Here’s my Bark tunic about five years ago.
Louisa Harding designed the Bark tunic; it was published in Rowan Knitting Magazine No. 15. It was part of the Natural Elements collection; all of these garments were knitted in Rowan California Cotton, a double-knit 100% cotton yarn.
The fibre for this yarn was grown by Sally Fox and was the first machine-spinable naturally coloured cotton. Wild cotton plants produce cotton fibres in a variety of shades, but the fibres tend to be coarse and short; this isn’t suitable for machine spinning. Cultivated cotton is white and has finer, longer fibres. Sally used the traditional plant breeding techniques of cross breeding and selection to obtain plants which produced coloured cotton fibres which could be spun by machine.
I’ve worn my Bark tunic a lot. It’s a great weight sweater for chilly spring and autumn days. Eventually, the cast-off edge at the neck wore out.
Before You Start Mending
First, you need to locate the yarn which you used to knit your garment.
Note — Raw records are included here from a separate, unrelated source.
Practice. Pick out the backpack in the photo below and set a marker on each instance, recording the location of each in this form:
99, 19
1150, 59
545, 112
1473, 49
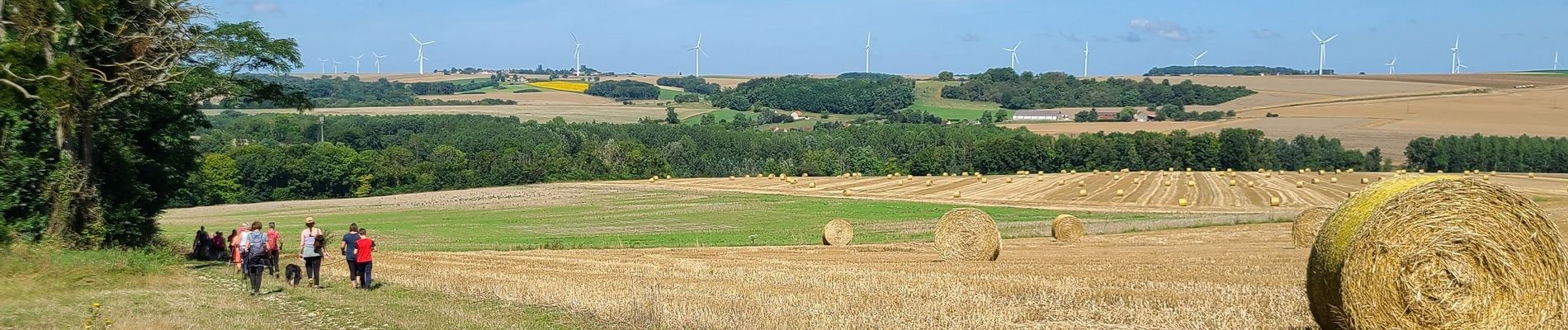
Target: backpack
257, 243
This may be easier to say than to do! It took me a few rummages through my stash before I located my yarn.
Second, you need to find the pattern, and third, pattern notes, if you have any. My pattern notes include which size garment I made, the yarn used (in case I used one different to that recommended in the pattern), the size needles used (in case I had to change them to knit the required tension), any other alterations I made and the cost of the yarn.
In this case, I used smaller needles for the pattern and ribs, and I knitted a round neck instead of a turtle-neck. And the yarn cost £25.00 in a sale from Liberty’s of London. I’ve worn this sweater for over 20 years, so that was a good purchase!
Next you need to remind yourself how you made your garment. You need to know this because you may need to undo some of the seams, and knowing the order in which you completed them makes things easier. In this case, I knitted the tunic flat, joined a shoulder seam and then knitted the neckband in rows, before working the other seams.
Mending My Bark Tunic
I decided that I would reknit the neckband using circular needles rather than straight ones. This meant that I just unpicked the short seam joining the two ends of the neckband instead of the underarm and side seams, as well as all of one shoulder seam.
After I unpicked the neckband seam I worked out which end of the neckband was the beginning and which end of the cast-off edge. It’s easy to unpick a cast-off edge from it’s end; you just pull the yarn tail out of the last stitch, then pull on the yarn end to unpick a stitch at a time, placing the released stitches on your needle.
You may need to unpick a row or two; it depends how many rows are damaged. In this case, the only damage was to the cast-off edge so, I unpicked all of it, including the part beyond the damaged stitch. It’s best to replace the whole edge with new yarn because even if there’s no visible damage the old edge will be worn.
I finished by resewing the neckband seam, then weaving in the ends.
Good as New!
So, here is the new Bark. You can see the difference in colour between the new cast-off edge and the original garment. I’m not sure that many people would spot this!
The repair to Bark’s neckband was quick and simple one which will enable me to wear it for many years to come.
My next mending is a cable cardigan with worn sleeve cast-on edges. And I think that I don’t have any spare yarn!